Daya Beli Disebut Isu Politik, Pengusaha: Kenyataan Memang Lemah

Jakarta - Presiden Joko Widodo (Jokowi) belum lama ini mengungkapkan soal daya beli di hadapan pengusaha yang tergabung dalam Kamar Dagang dan Industri (Kadin) Indonesia. Orang nomor satu itu menyebutkan, daya beli masyarakat Indonesia masih tumbuh. Bahkan beliau menyebut daya beli lesu hanyalah informasi untuk kepentingan politik.
Menanggapi itu, Wakil Ketua Asosiasi Pengusaha Indonesia (Apindo) Suryadi Sasmita memastikan bahwa daya beli masyarakat Indonesia memang lesu.
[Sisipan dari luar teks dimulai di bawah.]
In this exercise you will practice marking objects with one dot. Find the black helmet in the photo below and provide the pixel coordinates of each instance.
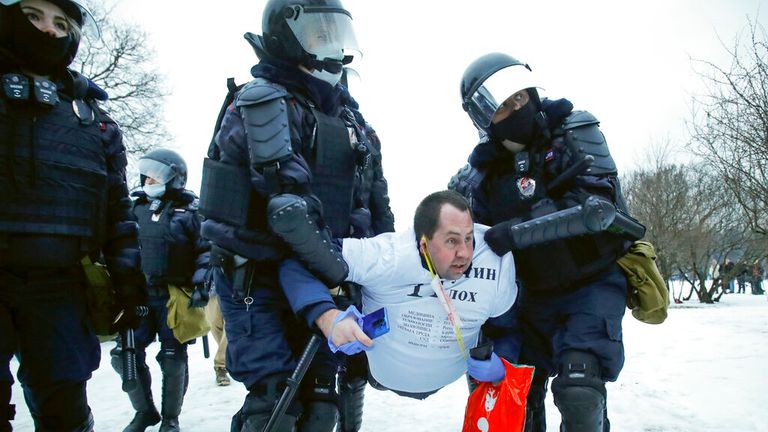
(315, 33)
(166, 166)
(490, 80)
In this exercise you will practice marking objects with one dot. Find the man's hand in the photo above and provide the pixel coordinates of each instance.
(199, 297)
(491, 370)
(343, 330)
(499, 239)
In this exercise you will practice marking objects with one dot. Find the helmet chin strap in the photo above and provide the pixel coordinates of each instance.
(327, 64)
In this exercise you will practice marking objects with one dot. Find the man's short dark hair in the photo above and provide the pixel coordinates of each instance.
(427, 215)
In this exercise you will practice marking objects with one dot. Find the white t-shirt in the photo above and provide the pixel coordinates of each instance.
(420, 353)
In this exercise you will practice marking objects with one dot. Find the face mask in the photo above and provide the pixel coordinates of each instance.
(154, 190)
(519, 127)
(38, 51)
(326, 76)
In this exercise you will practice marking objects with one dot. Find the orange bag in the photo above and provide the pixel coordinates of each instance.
(500, 407)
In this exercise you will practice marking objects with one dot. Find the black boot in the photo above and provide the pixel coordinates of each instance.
(352, 382)
(7, 410)
(141, 400)
(140, 397)
(259, 404)
(174, 388)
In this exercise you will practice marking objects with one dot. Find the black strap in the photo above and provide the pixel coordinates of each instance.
(232, 89)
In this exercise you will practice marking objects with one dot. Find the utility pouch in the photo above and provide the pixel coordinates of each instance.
(101, 298)
(648, 296)
(225, 193)
(235, 267)
(185, 322)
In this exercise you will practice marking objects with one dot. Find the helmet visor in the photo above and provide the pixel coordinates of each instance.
(156, 170)
(484, 102)
(88, 22)
(324, 32)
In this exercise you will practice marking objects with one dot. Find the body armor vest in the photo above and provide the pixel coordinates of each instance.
(333, 172)
(53, 171)
(164, 259)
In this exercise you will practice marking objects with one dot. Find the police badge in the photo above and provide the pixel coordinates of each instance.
(526, 186)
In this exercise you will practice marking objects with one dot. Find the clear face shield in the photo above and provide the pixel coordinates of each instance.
(89, 23)
(484, 102)
(326, 33)
(159, 171)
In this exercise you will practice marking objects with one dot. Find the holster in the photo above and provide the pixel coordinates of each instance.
(238, 269)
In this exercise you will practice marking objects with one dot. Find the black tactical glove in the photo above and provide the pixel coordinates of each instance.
(199, 297)
(499, 239)
(130, 316)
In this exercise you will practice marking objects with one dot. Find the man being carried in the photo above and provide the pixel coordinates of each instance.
(439, 283)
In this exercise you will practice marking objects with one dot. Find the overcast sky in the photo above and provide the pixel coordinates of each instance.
(628, 63)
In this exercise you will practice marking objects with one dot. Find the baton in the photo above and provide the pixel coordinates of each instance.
(128, 343)
(206, 350)
(292, 384)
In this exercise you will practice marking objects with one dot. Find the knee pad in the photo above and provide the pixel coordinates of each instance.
(320, 388)
(579, 392)
(173, 351)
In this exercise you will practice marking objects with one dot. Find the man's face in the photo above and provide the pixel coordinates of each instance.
(47, 17)
(452, 245)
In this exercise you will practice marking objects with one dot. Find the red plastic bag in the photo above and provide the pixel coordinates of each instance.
(492, 408)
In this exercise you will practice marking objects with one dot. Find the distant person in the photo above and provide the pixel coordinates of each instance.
(174, 256)
(757, 278)
(741, 278)
(727, 275)
(65, 204)
(213, 313)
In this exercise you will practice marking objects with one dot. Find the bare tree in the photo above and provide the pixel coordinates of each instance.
(729, 124)
(121, 62)
(655, 194)
(692, 220)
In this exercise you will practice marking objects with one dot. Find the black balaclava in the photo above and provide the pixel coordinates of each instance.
(520, 126)
(36, 50)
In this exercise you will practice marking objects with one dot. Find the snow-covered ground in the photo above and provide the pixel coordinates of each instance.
(704, 370)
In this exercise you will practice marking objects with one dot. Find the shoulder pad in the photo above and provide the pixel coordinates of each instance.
(259, 91)
(583, 137)
(265, 119)
(578, 119)
(466, 180)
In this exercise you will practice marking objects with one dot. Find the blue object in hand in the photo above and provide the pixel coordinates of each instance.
(348, 348)
(490, 370)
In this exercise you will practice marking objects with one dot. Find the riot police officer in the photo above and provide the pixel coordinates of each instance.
(65, 201)
(172, 254)
(537, 157)
(293, 129)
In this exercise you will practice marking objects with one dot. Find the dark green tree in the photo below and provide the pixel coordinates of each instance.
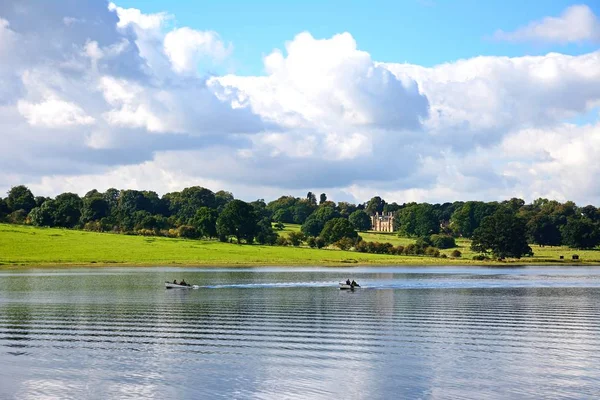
(360, 220)
(580, 233)
(222, 198)
(265, 233)
(542, 229)
(44, 215)
(20, 198)
(338, 228)
(68, 210)
(238, 219)
(322, 198)
(467, 218)
(94, 208)
(503, 234)
(417, 220)
(376, 204)
(205, 222)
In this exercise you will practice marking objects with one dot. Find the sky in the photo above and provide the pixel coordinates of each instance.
(416, 100)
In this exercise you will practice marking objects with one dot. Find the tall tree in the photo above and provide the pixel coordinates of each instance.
(94, 208)
(238, 219)
(68, 210)
(336, 229)
(360, 220)
(322, 198)
(580, 233)
(205, 222)
(375, 205)
(20, 198)
(503, 234)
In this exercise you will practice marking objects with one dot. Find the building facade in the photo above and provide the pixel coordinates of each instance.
(383, 222)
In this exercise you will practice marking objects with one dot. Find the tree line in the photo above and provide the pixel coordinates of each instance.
(504, 229)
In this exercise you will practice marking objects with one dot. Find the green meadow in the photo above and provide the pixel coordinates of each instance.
(31, 246)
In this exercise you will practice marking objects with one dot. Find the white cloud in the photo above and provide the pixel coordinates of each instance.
(327, 83)
(577, 23)
(325, 116)
(186, 47)
(53, 113)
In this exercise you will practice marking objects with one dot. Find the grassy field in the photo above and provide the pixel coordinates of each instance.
(26, 245)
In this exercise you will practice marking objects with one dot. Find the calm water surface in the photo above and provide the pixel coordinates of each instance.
(273, 333)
"Begini yah, pemerintah kan berdasarkan data, data itu misalnya PPN naik itu dianggap berarti penjualan naik, dan pemerintah memiliki data 6 bulan dibandingin tahun lalu ada kenaikan," kata Suryadi di Gedung DPR, Jakarta, Kamis (5/10/2017).
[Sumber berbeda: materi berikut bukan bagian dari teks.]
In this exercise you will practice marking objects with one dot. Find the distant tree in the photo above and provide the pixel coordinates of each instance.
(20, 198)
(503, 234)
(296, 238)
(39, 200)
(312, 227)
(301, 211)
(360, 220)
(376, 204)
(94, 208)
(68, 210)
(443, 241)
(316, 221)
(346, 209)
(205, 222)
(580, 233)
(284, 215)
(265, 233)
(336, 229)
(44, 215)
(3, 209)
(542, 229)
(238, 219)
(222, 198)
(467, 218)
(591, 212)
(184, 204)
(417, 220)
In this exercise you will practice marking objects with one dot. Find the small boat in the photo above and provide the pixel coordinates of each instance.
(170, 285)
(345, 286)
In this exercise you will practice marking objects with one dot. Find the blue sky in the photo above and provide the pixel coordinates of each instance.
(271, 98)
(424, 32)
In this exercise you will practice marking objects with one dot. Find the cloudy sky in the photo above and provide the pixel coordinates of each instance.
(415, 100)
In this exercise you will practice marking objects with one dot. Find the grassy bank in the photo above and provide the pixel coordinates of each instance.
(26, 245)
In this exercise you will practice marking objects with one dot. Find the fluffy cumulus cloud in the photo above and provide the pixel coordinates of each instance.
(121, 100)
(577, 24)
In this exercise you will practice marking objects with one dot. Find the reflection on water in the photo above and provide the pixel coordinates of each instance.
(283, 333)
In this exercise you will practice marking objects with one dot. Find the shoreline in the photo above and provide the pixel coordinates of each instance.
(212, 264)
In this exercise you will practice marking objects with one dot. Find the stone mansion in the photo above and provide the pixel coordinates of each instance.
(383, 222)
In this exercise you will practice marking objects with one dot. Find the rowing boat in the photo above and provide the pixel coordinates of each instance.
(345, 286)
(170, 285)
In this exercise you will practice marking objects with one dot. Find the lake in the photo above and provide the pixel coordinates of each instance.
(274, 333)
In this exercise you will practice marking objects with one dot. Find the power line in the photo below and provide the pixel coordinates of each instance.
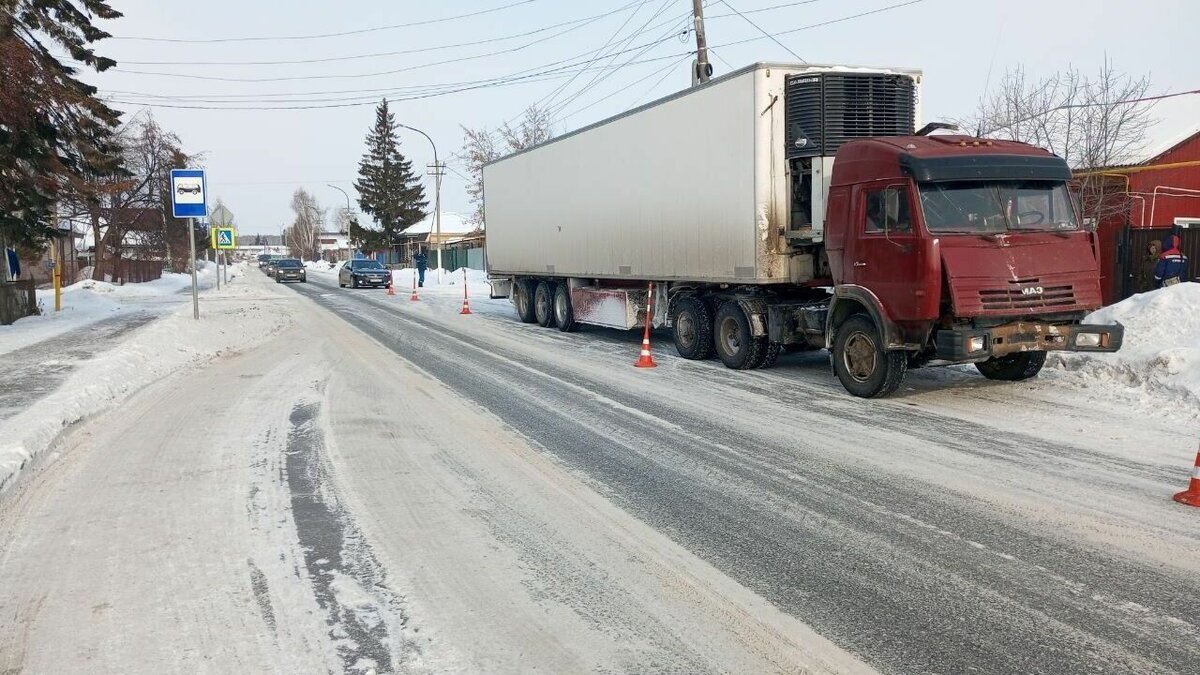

Baik pemerintah dan pengusaha memiliki sudut pandang berbeda. Pemerintah menggunakan komponen PPN. Sedangkan sudut pandang pengusaha, kata Suryadi berbeda, PPN yang dianggap pemerintah naik ialah PPN impor dan kebanyakan sebab banyak wajib pajak yang mengikuti jadwal tax amnesty.
"Kalau pengusaha berbeda, kita lihat penjualan tahun lalu Idulfitri di Juli, tahun inikan Juni, lebaran itu kan peak season yang paling besar, kalau mau data yang benar harusnya itu Januari-Juli, bukan Januari-Juni," tambah dia.
"PPN yang besar itu dari manufaktur ke peritel, itukan naik, yang penting itukan dari peritel ke konsumen dan itu yang kurang, jadi PPN naik terhadap pabrik ke peritel. Peritel ke masyarakat itu berkurang," tegas dia.
Tidak hanya itu, fenomena banyaknya sentra perbelanjaan yang tutup, serta sulitnya pengusaha melaksanakan ekspansi dan justru melaksanakan pemangkasan jumlah karyawan, menjadi salah satu tanda rendahnya daya beli masyarakat.
Dia menjelaskan, jikalau terjadi PHK dan pemangkasan waktu kerja pelengkap atau lembur, maka pendapatan masyarakat terjadi pengurangan.
"Yang terang sekarang banyak toko pada tutup, ini kenyataannya, di Glodok, Mangga Dua, yang besar pun menyerupai Plaza Senayan banyak yang kosong sekarang, jadi kalau dibilang daya beli ada kenapa mereka tutup, kenapa enggak buka lagi, nah alasannya e-commerce," ungkap dia.
Jika memang sebab ada pengubahan contoh belanja dari luring (tradisional) menjadi daring (online), itu pun hanya sebagai faktor kecil. Dia menyebutkan, hanya sekitar 1,2% dari total potensi retail terhadap PDB yang beralih ke online.
"Enggak banyak, jadi e-commerce jadi salah satu faktor tapi itu kecil, yang paling besar itu memang daya beli yang menurun terus yah, pengusaha dan banyak pembeli menengah itu banyak yang wait and see, jadi menurut aku perbedaan data dengan realita, kalau sepi tuh ya sepi," tukas dia.